Hart field’s allegations that Dr. Behrns and Dr. Cherian were deliberately indifferent fail to state a cognizable § 1983 claim because he alleges, at best, mere negligence. See Mendoza v. Lynaugh, 989 F.2d 191, 193, 195 (5th Cir. 1993). He has not alleged that any delay in being referred

* Pursuant to 5TH CIR. R. 47.5, the court has determined that this opinion should not be published and is not precedent except under the limited circumstances set forth in 5TH CIR. R. 47.5.4. by Dr. Behrns to a specialist was caused by deliberate indifference. Id. With regard to treatment by Dr. Cherian, Hartfield merely disagrees with the diagnosis and adequacy of treatment, which is insufficient to state a constitutional claim. See Estelle v. Gamble, 429 U.S.. 97, 106-07 (1976).

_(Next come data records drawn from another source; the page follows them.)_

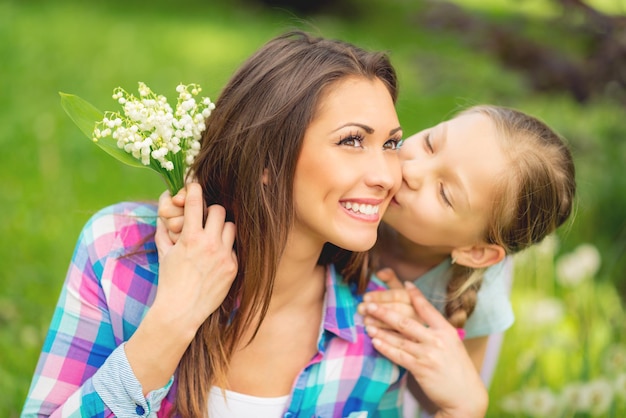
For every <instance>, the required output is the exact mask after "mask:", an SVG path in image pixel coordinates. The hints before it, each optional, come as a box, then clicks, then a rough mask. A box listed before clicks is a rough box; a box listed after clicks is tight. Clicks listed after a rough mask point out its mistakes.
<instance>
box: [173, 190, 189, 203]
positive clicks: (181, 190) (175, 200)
mask: <svg viewBox="0 0 626 418" xmlns="http://www.w3.org/2000/svg"><path fill="white" fill-rule="evenodd" d="M186 196H187V190H185V189H180V190H179V191H178V193H176V194H175V195H174V197H172V203H173V204H174V205H175V206H178V207H179V208H182V207H185V197H186Z"/></svg>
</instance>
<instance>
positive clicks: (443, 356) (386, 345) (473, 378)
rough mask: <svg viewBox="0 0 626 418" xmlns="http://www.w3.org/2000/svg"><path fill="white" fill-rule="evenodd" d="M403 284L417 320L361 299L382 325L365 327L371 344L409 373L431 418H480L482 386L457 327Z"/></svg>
mask: <svg viewBox="0 0 626 418" xmlns="http://www.w3.org/2000/svg"><path fill="white" fill-rule="evenodd" d="M405 287H406V290H407V294H408V296H409V298H410V301H411V305H412V307H413V308H414V310H415V314H416V316H415V315H414V317H416V318H419V320H417V319H414V318H412V317H407V316H406V315H404V314H401V313H398V312H396V311H395V310H394V309H390V308H389V307H388V306H386V305H385V304H377V303H371V302H369V303H366V304H365V306H364V307H365V309H366V311H367V314H368V315H369V316H371V317H372V318H375V319H376V320H377V321H380V322H381V323H385V324H387V326H388V329H383V328H381V327H378V326H375V325H374V326H373V325H368V326H367V331H368V333H369V334H370V336H372V338H373V344H374V346H375V347H376V349H377V350H378V351H380V352H381V353H382V354H383V355H385V356H386V357H387V358H389V359H390V360H392V361H394V362H395V363H396V364H399V365H401V366H403V367H405V368H406V369H407V370H408V371H409V372H410V373H411V375H412V376H413V377H414V378H415V380H416V381H417V382H418V383H419V386H420V387H421V389H422V391H423V393H424V394H425V395H426V397H427V398H428V399H430V400H431V401H432V404H433V405H434V406H435V409H436V416H441V417H447V416H463V417H483V416H484V415H485V413H486V411H487V405H488V395H487V390H486V388H485V386H484V384H483V383H482V380H481V379H480V375H479V374H478V372H477V370H476V368H475V366H474V364H473V362H472V360H471V359H470V357H469V355H468V354H467V351H466V350H465V347H464V345H463V343H462V342H461V340H460V339H459V336H458V332H457V330H456V329H455V328H454V327H452V325H450V323H448V321H447V320H446V319H445V318H444V317H443V316H442V315H441V314H440V313H439V312H438V311H437V310H436V309H435V308H434V307H433V306H432V305H431V304H430V303H429V302H428V300H426V298H424V296H423V295H422V294H421V292H420V291H419V290H418V289H417V288H415V286H414V285H413V284H412V283H410V282H407V283H405ZM368 322H370V324H371V321H368ZM366 323H367V322H366Z"/></svg>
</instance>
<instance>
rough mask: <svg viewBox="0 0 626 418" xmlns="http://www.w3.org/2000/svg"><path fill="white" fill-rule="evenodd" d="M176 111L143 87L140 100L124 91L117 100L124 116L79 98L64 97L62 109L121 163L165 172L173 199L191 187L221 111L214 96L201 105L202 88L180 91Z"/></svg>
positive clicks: (186, 89) (87, 135)
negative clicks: (212, 119)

Hartfield also has failed to state a constitutional claim for retaliation. He has alleged only a “personal belief” that he was transferred to a different prison unit in retaliation for his complaints about medical treatment. A mere personal belief that he is the victim of retaliation is inadequate to state a § 1983 claim. See Johnson v. Rodriguez, 110 F.3d 299, 310 (5th Cir. 1997).

Hartfield’s appeal has no arguable basis in law or fact; therefore, it is DISMISSED as frivolous. See Howard v. King, 707 F.2d 215, 219-20 (5th Cir. 1983); 5TH CIR. R. 42.2. The district court’s dismissal under 28 U.S.C. § 1915 counts as a strike against Hartfield. See Adepegba v. Hammons, 103 F.3d 383, 387 (5th Cir. 1996). This court’s dismissal counts as another strike. Id. If Hartfield accumulates three strikes, he may not proceed in forma pauperis in any civil action or appeal while he is incarcerated or detained in any facility unless he is in imminent danger of serious physical injury. See 28 U.S.C. § 1915(g).

DISMISSED; SANCTIONS WARNING ISSUED.